Sukses daripada maintenance prevention sangat ditentukan oleh pekerja yang mengerjakan dan dengan kondisi yang dihadapi. Dengan demikian kualitas maintenance prevention sangat tergantung pada :

1. Keterampilan teknis dan desain dari production engineering maunpun maker mesinnya sendiri.

2. Jumlah dan kualitas data yang tersedia.

3. Kemudahan untuk memilih data yang diperlukan.

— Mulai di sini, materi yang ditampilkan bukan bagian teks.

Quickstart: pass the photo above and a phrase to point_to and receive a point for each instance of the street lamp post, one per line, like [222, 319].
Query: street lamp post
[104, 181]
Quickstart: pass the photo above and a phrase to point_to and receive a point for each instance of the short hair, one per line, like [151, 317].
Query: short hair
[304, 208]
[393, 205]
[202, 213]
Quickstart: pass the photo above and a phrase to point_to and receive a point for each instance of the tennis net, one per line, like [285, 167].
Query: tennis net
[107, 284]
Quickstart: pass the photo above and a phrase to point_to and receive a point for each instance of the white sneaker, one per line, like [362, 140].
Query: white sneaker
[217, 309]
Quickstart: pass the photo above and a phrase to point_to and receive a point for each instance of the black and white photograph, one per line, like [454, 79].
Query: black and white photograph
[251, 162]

Data yang dikumpulkan oleh departemen maintenance tidak bisa dipakai begitu saja oleh pihak production engineering untuk kepentingan desain keperluan maintenace prevention. Sebaliknya production engineering tidak bisa membuat

standar data teknis dan pemeliharaan yang tidak bisa dipakai oleh departemen pemeliharaan. Untuk mengatasi kondisi demikian, yang terpenting adalah komunikasi yang baik antara departemen pemeliharaan dan production engineering. Maintenance staff membantu pihak production engineering untuk mengumpulkan data yang diperlukan untuk maintenance prevention. Sebagai timbal bailk, production engineering bertanggung jawab pada waktu fabrikasi dan instalasi. Data pemeliharaan meliputi catatan peningkatan alat, catatan breakdown, catatan pemeliharaanperiodik, catatan inspeksi dan sebagainya. Data-data ini tidak seluruhnya bisa dimengerti oleh staff dari departemen production engineering dan untuk keperluan ini data harus disesuaikan kedalam bentuk yang mudah dimengerti oleh staff departemen production engineering.